Mitologi Jawa dan Bali, mempercaya adanya Dewi Sri, atau Dewi Padi. Dipercaya, Dewi Sri mengendalikan bahan makanan di bumi, terutama padi yang menjadi makanan pokok orang Jawa dan Bali. Sampai sekarang, selalu ada syukuran di setiap desa, atas panen yang didapatkan warga desa. Ilustrasi yang mewakili sejarah ini, menggambarkan Pulau Jawa sebagai Dewi Sri yang sedang tersakiti. Luka di dahi, sebagai simbol kerusuhan di Jakarta yang memakan banyak korban, dan menimbulkan luka psikologis.
Lalu luka pada alat kelamin wanita, menunjukkan kerusuhan juga terjadi di Surakarta. Sunda kecil, kepulauan wisata. Polemaus menyebutkan, ada tiga buah pulau yang dinamai Sunda yang terletak di sebelah timur India. Berdasarkan informasi itu, kemudian ahli-ahli ilmu bumi Eropa menggunakan kata Sunda untuk menamai wilayah, dan beberapa pulau di timur India.
Sejumlah pulau yang kemudian terbentuk di dataran Sunda, diberi nama dengan menggunakan istilah Sunda Pula, yakni Kepulauan Sunda Besar dan Kepulauan Sunda Kecil. Kepulauan Sunda Besar, ialah himpunan pulau besar yang terdiri dari Sumatera, Jawa, Madura, dan Kalimantan.

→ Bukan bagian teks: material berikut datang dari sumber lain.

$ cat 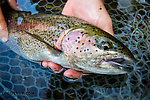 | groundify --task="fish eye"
[100,41,112,50]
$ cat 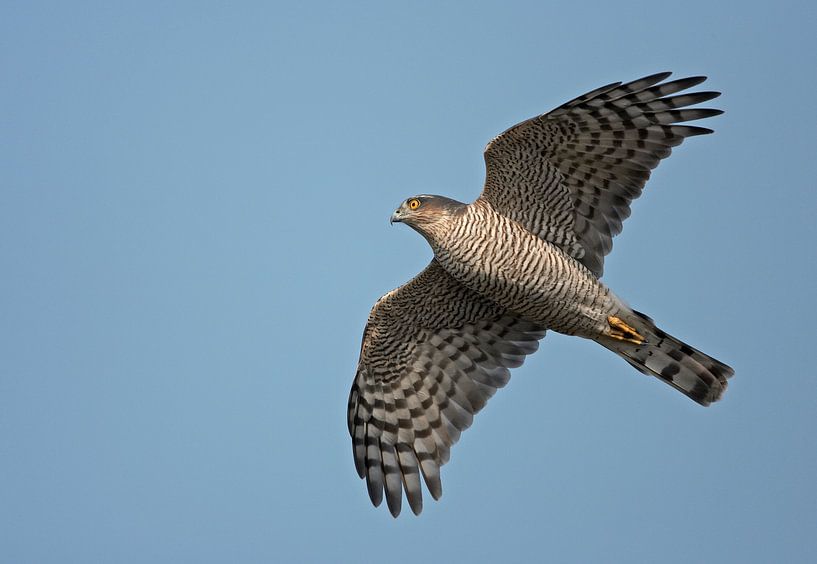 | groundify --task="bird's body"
[426,200,626,339]
[348,73,733,516]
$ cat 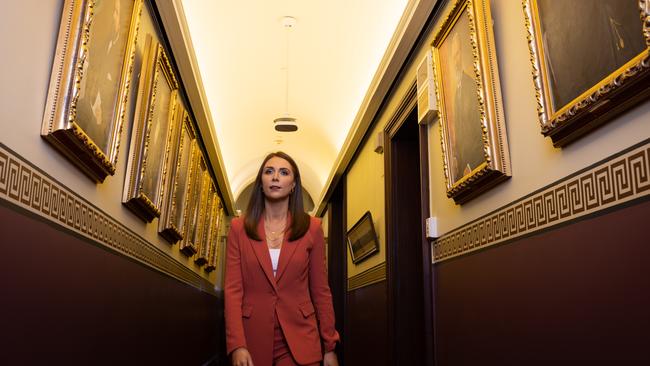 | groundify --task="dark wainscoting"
[434,200,650,366]
[341,280,388,366]
[0,202,224,365]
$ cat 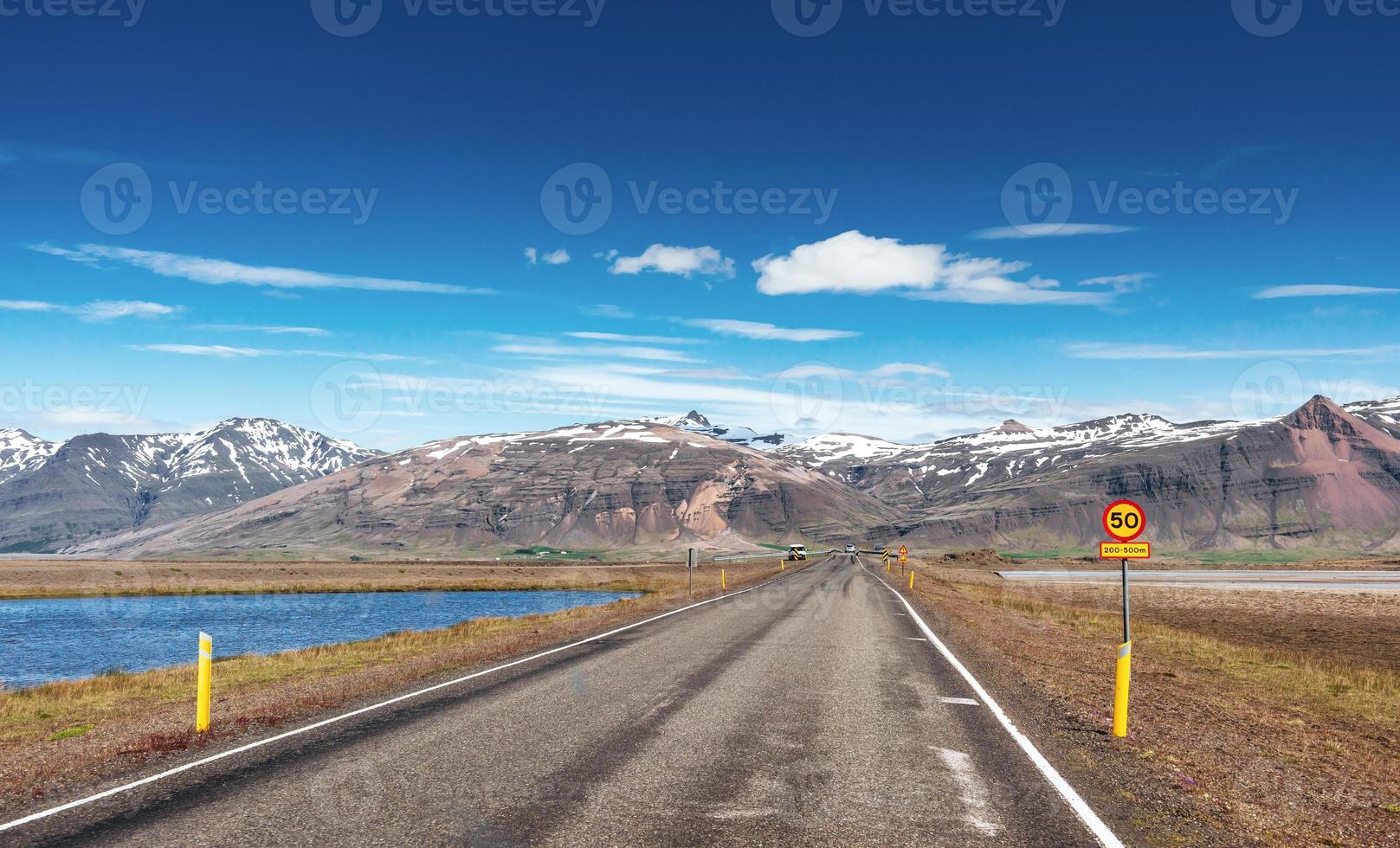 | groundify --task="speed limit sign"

Sedangkan Sunda Kecil, merupakan gugusan pulau Bali, Lombok, Sumbawa, Flores, Sumba, dan Timur.
Daerah Kepulauan Sunda kecil ini dikenal sebagai daerah wisata karena keindahan alamnya yang menakjubkan. Sejak dulu, telah ada yang berwisata ke daerah ini. Perjalanan Resimarkandia, sekitar abad VIII dari Jawa ke Bali, telah melakukan perjalanan wisata dengan membawa misi-misi keagamaan.
Demikian pula Empu Kuturan, yang mengembangkan konsep Trisakti di Bali, datang sekitar abad XI. Pada tahun 1920, wisatawan dari Eropa mulai datang ke Bali. Bali, di Eropa dikenal juga sebagai The Island of God. Di tempat lain di Kepulauan Sunda Kecil, tepatnya di daerah Nusa Tenggara Barat, dikenal dari hasil ternaknya berupa kuda, sapi, dan kerbau. Kuda Nusa Tenggara, sudah dikenal dunia sejak ratusan tahun silam.
Abad 13 Masehi, Nusa Tenggara Barat telah mengirim kuda-kuda ke Pulau Jawa. Nusa Tenggara Barat juga dikenal sebagai tempat pariwisata Raja-Raja. Raja-Raja dari Kerajaan Bali, membangun Taman Armada pada tahun 1727 Masehi di daerah Pulau Lombok, untuk melepas kepenatan sesaat dari rutinitas di kerajaan. Daerah Sunda kecil yang tidak kalah kayanya, adalah Nusa Tenggara Timur. Karena, di daerah ini terdapat kayu cendana yang sangat berharga.
Cendana dari Nusa Tenggara Timur, telah diperdagangkan sejak awal abad Masehi. Saat itu, banyak pedagang dari wilayah Indonesia bagian Barat dan Cina, berlayar ke berbagai wilayah penghasil cendana di Nusa Tenggara Timur, terutama Pulau Sumba dan Pulau Timur. Konon, Nabi Sulaiman memakai cendana untuk membuat tiang-tiang dalam bait Sulaiman, dan untuk alat musik. Nabi Sulaiman mengimpor kayu ini dari tempat-tempat yang jauh, yang kemungkinan cendana tersebut berasal dari Nusa Tenggara Timur.
Karena, di mana lagi beliau mendapatkan kayu cendana?